Last call: #11863 (Model.objects.raw)

24 views
Skip to first unread message

Jacob Kaplan-Moss

unread,
Dec 15, 2009, 5:15:19 PM12/15/09
to django-d...@googlegroups.com
Hey folks --

Forgot to mention it during the sprint this weekend, but I've pushed a
RC patch to #11863, Model.objects.raw(). If anyone's got any feedback,
let it fly. Otherwise, I'll be checking this in in a couple-three days
or so.

Jacob

Jeremy Dunck

unread,
Dec 15, 2009, 6:31:28 PM12/15/09
to django-d...@googlegroups.com
======
InsuficientFields -> InsufficientFields

======
This bit doesn't seem to be true; It seems that missing fields will
raise InsuficientFields instead.
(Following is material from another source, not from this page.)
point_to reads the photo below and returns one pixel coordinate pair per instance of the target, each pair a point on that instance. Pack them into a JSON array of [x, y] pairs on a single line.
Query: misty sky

Am I reading it wrong?
"
The ``Person`` objects returned by this query will have their ``first_name``
attributes set correctly, but *will not have any other model fields set*. This
means that accessing ``last_name`` or ``birth_date`` will result in an
``AttributeError``.
"

======
RawQuery.__len__ calls _populate_cache twice. I see the comment about
SQLite, but if that was intended, why not just use len(self._cache) to
start with, since _populate_cache does .fetchall()?

======

RawQuery._populate_cache does fetchall(). This is sort of surprising,
since normal QuerySets go out of their way to avoid fetchall.
RawQuerySets are not as lazy as normal querysets in that normal
querysets do fetchmany. If this was intended, it might be worth
pointing out. In fact, I think RawQuerySet.iterator won't do what
people expect.

======
On "admonition:: Model table names" - Person._meta.db_table would have
the value, and it might be better to be more explicit about it. But
it's an "_" API, so maybe we don't want to make it clearer after all.
;-)

======
"You'll use ``%s``"
Is that back-end independent? It looks like it gets evaluated by
whatever backend you're using, and so would depend on DB-API
paramstyle.

======
Typo here:
"It's tempting to write the above query as:: "
>>> query = 'SELECT * FROM myapp_person WHERE last_name = %s', % lname)
->
>>> query = 'SELECT * FROM myapp_person WHERE last_name = %s' % lname
Or did you make it bad syntax on purpose?

======

RawQuery.validate_sql excludes anything but selects, but Oracle uses
comments to do query hinting. Can an Oracle person confirm that those
hints can't start the query SQL? (Not worth holding up landing, of
course.)

======

Ian Kelly

unread,
Dec 15, 2009, 6:38:08 PM12/15/09
to django-d...@googlegroups.com
On Tue, Dec 15, 2009 at 4:31 PM, Jeremy Dunck <jdu...@gmail.com> wrote:
> RawQuery.validate_sql excludes anything but selects, but Oracle uses
> comments to do query hinting.  Can an Oracle person confirm that those
> hints can't start the query SQL?  (Not worth holding up landing, of
> course.)

Hints always immediately follow the SELECT keyword.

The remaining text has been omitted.